ALFREDO MANTOVANO
SOTTOSEGRETARIO DI STATO
MINISTERO DELL'INTERNO

 


Interventi sulla stampa

 

Articolo pubblicato su IL MATTINO
(Sezione:        Pag.     )
Giovedì 9 ottobre 2003

CLAUDIO SARDO

DENTRO IL PARTITO


Dentro An, ieri, c’era anche chi scherzava. «Per compensare l’uscita sugli immigrati - la battuta è di Sandro Delmastro Delle Vedove, deputato piemontese di An - ora Fini deve proporre Faccetta nera come inno nazionale». Maurizio Gasparri si preoccupava, invece, di emendare Fini, limitando il più possibile la portata dello strappo: «Io ho detto qualcosa di destra. E penso che, di fronte ad una simile novità, al partito torni utile che qualcuno difenda le posizioni tradizionali». Ma nel gruppo dirigente di An, tra i parlamentari, prevalevano ben altri sentimenti: sconcerto, smarrimento, irritazione, persino rabbia. Ne è testimonianza la «lettera a Fini», scritta da Alessio Butti e Tommaso Foti, che in pochi minuti ha raccolto le firme di una sessantina di deputati (su 99 del gruppo di An). Una lettera senza eccessi polemici, comunque critica sul voto agli immigrati e sull’assenza di un dibattito negli organi del partito. Poi la lettera è scomparsa: «Qualcuno voleva trasformarla in un attacco a Fini e l’abbiamo stracciata» ha spiegato Butti.

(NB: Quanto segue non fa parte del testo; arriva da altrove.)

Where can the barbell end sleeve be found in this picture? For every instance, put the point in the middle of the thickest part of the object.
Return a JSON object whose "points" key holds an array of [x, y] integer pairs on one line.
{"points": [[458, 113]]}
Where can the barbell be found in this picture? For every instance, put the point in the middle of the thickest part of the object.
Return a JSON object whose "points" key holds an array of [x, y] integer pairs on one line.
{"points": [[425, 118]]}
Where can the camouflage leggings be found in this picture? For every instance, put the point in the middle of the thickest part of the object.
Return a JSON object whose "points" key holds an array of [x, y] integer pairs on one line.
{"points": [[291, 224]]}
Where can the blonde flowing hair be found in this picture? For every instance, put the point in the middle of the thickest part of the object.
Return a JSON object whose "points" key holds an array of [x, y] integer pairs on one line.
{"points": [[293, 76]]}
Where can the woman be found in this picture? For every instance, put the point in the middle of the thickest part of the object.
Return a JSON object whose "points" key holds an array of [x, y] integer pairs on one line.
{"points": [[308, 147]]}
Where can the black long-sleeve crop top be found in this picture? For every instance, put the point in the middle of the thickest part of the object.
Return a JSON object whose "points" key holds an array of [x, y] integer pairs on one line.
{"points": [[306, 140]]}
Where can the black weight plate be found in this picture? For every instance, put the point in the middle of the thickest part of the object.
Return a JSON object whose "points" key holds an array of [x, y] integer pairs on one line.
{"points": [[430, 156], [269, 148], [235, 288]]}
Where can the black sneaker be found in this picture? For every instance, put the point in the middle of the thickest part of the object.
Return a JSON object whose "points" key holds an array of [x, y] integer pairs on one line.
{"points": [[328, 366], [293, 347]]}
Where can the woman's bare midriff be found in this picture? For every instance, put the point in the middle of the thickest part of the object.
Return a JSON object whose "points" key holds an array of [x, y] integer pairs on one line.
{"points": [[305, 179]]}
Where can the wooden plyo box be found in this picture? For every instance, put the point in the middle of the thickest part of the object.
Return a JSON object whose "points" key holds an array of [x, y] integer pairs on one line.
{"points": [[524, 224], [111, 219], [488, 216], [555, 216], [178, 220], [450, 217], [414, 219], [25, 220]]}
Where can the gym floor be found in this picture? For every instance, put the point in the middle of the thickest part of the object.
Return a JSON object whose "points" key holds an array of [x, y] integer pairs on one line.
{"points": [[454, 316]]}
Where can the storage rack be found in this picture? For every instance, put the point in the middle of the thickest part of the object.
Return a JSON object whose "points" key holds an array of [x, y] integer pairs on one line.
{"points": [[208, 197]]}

Tutti, però, hanno toccato con mano che dissenso e sconcerto oltrepassano i confini delle correnti. Francesco Storace è contrario al voto agli immigrati come lo è Gasparri. E una finiana come Viviana Beccalossi, vicepresidente della Regione Lombardia, ha preso carta e penna per chiedere la «convocazione urgente» della direzione di An. Da quelle parti l’offensiva della Lega contro An è già scattata: i muri di Milano sono tappezzati di manifesti leghisti su cui campeggia il motto: «Voto agli immigrati? No grazie». Nella base, soprattutto quella del Nord, c’è la grande paura che «la proposta di Fini colpisca proprio l’elettorato di An», come pronostica Bobo Maroni.

Numerose e-mail di protesta hanno raggiunto, ieri, via della Scrofa. E le dichiarazioni a favore di Fini di Nania, Mantovano, Matteoli non hanno cancellato, di colpo, i timori diffusi tra i colonnelli. La prima domanda che circola nei vertici di An riguarda i modi della sortita di Fini: «Perché l’ha fatto senza avvertire nessuno?» Neppure Ignazio La Russa sapeva (anche se, da subito, ha lavorato per ricomporre i dissensi dentro An). Il gesto di Fini è stato da molti inteso come uno schiaffo al partito: «Ciò che infastidisce - ha protestato Teodoro Buontempo - è far apparire un leader moderno e tollerante a fronte di un partito meno moderno e tollerante». Buontempo rappresenta l’anima missina. Ma anche chi si sente ormai lontano dalle vecchie radici, ha avvertito un crescente fastidio del vicepremier per le grandi manovre correntizie, che hanno di fatto diviso il partito in due (La Russa-Gasparri contro Matteoli-Alemanno-Storace). Naturalmente, Fini pensa anche alla propria immagine di leader. Teme il doppio logoramento: battaglia poco efficace per contenere Bossi e lotte di correnti dentro il partito che fatica a governare.

Ma ciò che ai colonnelli, per ora, sfugge è l’approdo. «Se l’obiettivo è la lista Fini - dice Storace - allora questa posizione sugli immigrati ha un senso, altrimenti non riesco a capire». «Se la ragione vera è aprire lo scontro finale con la Lega - sostiene un altro dirigente di primo piano - bisognava scegliere un terreno a noi più congeniale, come l’interesse nazionale o il Mezzogiorno». Il braccio di ferro con la Lega e con Berlusconi sul governo ha come traguardo gennaio. Ma il partito è già proiettato verso la prova decisiva di giugno, alle europee. «Fini lavora per la lista unitaria con Forza Italia, An e Udc» ripetono in via della Scrofa. Ieri, comunque, Fini ha chiesto ai suoi, attraverso La Russa, di mettere da parte i distinguo e di garantire un sostegno pieno, annunciando la presentazione di un disegno di legge sul voto agli immigrati. Il dubbio dei colonnelli è: «Cosa accadrà di An, se poi la lista unitaria non dovesse realizzarsi?»